Let me share an insight I had today walking home from work. It involves Cantor's proof that the cardinality of the reals is not equal to cardinality of the integers.

Here's the proof in short. A set is the same size (cardinality) as another set if it is possible to pair off the members of the set such that:

- You have a single element from both sets in each pair.
- No element can be used in more than one pair.
- Every element can be paired with every other element; there are no over elements

This pairing can be done arbitrarily. The nature of the pairing doesn't matter terribly at all.. just the fact they can be paired.. For example the set {Orange, chair, Cow} is equal in size to {1,30,19.5} because I can put 1 with Orange, 30 with chair and 19.5 with Cow. I could have equally put Chair with 1, Cow with 30 and 19.5 with Orange

This isn't terribly earth shattering with sets of finite size , however things get a lot more interesting when we consider sets of infinite size.

First we have to define infinity:

Definition:A set is infinite in size if I can find a subset that has the same cardinality as the parent set.

Example:The set of whole numbers are infinite because I can take a subset, like the set of Odd numbers and pair each whole number with an odd number and not miss any.

Whole Numbers:1 2 3 4 5 .. Odd Whole Numbers:1 3 5 7 9 ..

That list will go on forever and we'll have a one-to-one pairing between the odd and whole numbers. we've therefore proved the set of whole numbers is consistent with our definition of infinity.

What about the set of real numbers?

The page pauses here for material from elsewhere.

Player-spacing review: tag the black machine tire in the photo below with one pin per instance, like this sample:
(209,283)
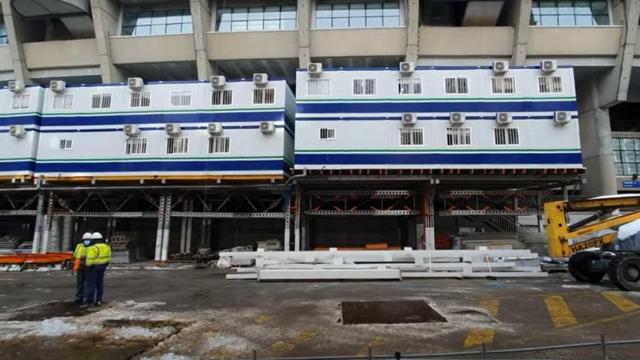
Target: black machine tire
(624,272)
(579,267)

Well, these too are infinite in supply. Imagine we have two lines A and B. B is half the length of A. We can construct B from A by removing half of the line A so it is safe to call B a subset of A. We can map each point on the line B to each point on the line A by multiplying the distance of that point along B by 2 to give distance of the corresponding point on line A. Every single point is covered and none are missed.

The question now is are these two infinities the same size? As you've probably already guessed the answer is no.

If whole numbers and the reals are the same size we should be able to pair off each real with a whole number such that the three criteria stated above are met. I now show that such as pairing is impossible.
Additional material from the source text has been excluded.